Pierwszy miesiąc to była masakra, dla mnie dla organizmu i dla rodziny nawet
Przedewszystkim zaczełem robić wszystko sam chodzi tu o gotowanie, szykowanie jedzenia i co najważniejsze zakupy. Nie przypominam sobie żeby w ciągu już tych 5 tygodni ktoś mi pomagał i to jest bardzo na + pełna kontrola nady tym co dokładnie i ile jem.
Po drugie zmiena nastawienia i to jest bardzo ważne, przedewszystkim uświadomienie sobie tego że jedzenie nie jest w życiu najwazniejsze, że jak nie zjesz tego czy tamtego to nic się nie stanie nie będziesz gorszy ale
ZDROWSZY!
Ćwiczenia to siłownia+ codziennie tak w godzinach 18/20 bieganie. Teraz mam już w miare kondycję i robie po 2/4km z czasem będzie coraz więcej. Do tego dochodzi wiadomo lato jest więc rower, koszykówka, siatkówka plażowa i czasem basen/nad wode.
No i biore witaminy, codziennie na wieczór Plusz z Magnesem+ codziennie po śniadaniu Olimp Vita-min plus 1kaps.
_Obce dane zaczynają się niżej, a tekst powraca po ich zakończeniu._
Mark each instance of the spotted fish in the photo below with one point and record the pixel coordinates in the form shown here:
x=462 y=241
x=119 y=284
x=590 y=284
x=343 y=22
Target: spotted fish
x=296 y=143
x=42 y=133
Co ci moge powiedzieć.. zdecydowanie lepsze samopoczucie jest, na wadze co ciekawe mam tylko 2kg mniej ale za to w pasie 5cm spadło. Moge w końcu nosić stare ubrania, do których mam sentyment a szczególnie do koszulki Jordana. Ja się nastawiłem na to że redukcja to nie kwestia miesiąca/dwóch nie staraj sobie wmawaic tego ze po tygodniu bedzie dobrze bo tak nie jest. Ważne jest to jak będziesz sie czuł po tych nie wiem 2/4/6 miesiącach.
Jeszcze co do supli to kreatyne i spalacze stosuje. 4tygodnie jechałem na
olimp thermo speed a teraz cały Sierpień to Scorch. Potem z tydzień/dwa regeneracji i znowu 8tyg. redukcji.